The Government announced today that Western Bay of Plenty District Council would receive $21.3 million as part of the $2.5 billion Three Waters Reform package, which at this stage remains voluntary.
Western Bay Mayor Garry Webber welcomes assurances no community would be worse off financially through the reforms, but says Council will take its time to look at this carefully and work with the Western Bay community.
He says Local Government New Zealand has been working with Central Government for decades to find a better way to fund Three Waters infrastructure and believes things are at a crossroads because the current system is not working and everyone agrees change can be made.
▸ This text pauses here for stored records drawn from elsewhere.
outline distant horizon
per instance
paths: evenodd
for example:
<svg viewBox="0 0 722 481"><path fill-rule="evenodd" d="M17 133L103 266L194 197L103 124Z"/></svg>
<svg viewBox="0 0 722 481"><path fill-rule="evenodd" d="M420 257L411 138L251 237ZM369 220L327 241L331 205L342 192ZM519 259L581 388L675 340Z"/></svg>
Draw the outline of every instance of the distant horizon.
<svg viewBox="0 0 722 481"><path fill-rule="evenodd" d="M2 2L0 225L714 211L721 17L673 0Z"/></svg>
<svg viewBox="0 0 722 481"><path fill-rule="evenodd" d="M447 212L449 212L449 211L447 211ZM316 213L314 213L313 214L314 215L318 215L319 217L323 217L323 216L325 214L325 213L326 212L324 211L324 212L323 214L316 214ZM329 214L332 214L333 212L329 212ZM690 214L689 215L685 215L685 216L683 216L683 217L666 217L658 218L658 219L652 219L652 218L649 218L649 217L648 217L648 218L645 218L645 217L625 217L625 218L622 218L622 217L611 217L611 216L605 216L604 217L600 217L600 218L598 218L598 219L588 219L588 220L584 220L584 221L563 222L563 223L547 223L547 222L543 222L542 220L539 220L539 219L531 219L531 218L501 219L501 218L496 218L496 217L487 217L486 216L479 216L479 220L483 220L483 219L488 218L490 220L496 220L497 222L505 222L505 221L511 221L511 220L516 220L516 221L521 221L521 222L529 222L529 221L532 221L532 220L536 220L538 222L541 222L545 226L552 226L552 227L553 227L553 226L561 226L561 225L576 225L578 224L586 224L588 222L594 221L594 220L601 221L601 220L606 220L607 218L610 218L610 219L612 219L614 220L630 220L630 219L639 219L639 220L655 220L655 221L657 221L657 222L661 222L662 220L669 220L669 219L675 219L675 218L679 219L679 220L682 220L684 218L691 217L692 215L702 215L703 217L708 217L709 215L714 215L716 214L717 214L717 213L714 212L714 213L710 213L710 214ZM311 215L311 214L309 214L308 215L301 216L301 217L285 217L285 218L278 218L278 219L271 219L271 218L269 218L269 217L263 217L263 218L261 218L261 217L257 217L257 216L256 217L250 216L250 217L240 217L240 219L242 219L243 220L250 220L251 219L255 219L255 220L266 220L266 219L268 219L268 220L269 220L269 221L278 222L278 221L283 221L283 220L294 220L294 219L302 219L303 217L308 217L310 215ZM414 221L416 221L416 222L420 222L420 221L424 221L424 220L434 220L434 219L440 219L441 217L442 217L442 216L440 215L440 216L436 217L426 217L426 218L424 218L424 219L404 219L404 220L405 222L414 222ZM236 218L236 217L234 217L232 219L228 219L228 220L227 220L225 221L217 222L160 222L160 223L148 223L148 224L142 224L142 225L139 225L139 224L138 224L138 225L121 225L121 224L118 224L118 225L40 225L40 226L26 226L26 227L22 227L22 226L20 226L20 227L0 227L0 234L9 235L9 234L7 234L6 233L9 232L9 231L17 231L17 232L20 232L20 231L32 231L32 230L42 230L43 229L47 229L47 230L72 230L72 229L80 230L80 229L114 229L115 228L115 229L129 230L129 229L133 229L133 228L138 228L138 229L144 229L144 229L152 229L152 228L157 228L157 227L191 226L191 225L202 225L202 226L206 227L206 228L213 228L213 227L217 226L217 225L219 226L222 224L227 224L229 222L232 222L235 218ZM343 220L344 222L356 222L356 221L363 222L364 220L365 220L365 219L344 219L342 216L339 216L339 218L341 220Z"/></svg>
“For Western Bay we still have an open mind. We are encouraged by the information given, but will take our time over the coming months to ensure we work with our community to gauge their understanding of the need for change,” says Garry.
“The financial incentive is just one piece of this proposed reform. There is plenty more information to be worked through before we have a robust picture of what the final outcome will be.
“This is the most complex change in local government for 30 years, and so it is important this is a decision that is not rushed. We also need to understand this impact alongside other reform like the Future of Local Government.”
He reiterates that Council has done well to look after its water infrastructure, by investing at the right times and in turn providing a good service to its residents.
“Our infrastructure is in a good state and this reflects the major investments we have made in the past. Our assets are modern and well maintained and we are committed to ensuring this continues now and into the future.”
About the Three Waters Reform
The Government has announced it intends transferring management of drinking water, wastewater and stormwater from 67 independent councils to four large publicly-owned entities. Each entity would be governed by an independent board.
The announcement means Western Bay of Plenty District Council is likely to be part of a central North Island entity involving 22 councils in the greater Waikato, Bay of Plenty, Taranaki and parts of Manawatu-Whanganui. Boundaries will be confirmed in September 2021, following further discussion with councils and iwi. The change will not come into place until 2024 and councils will continue to manage three waters until then.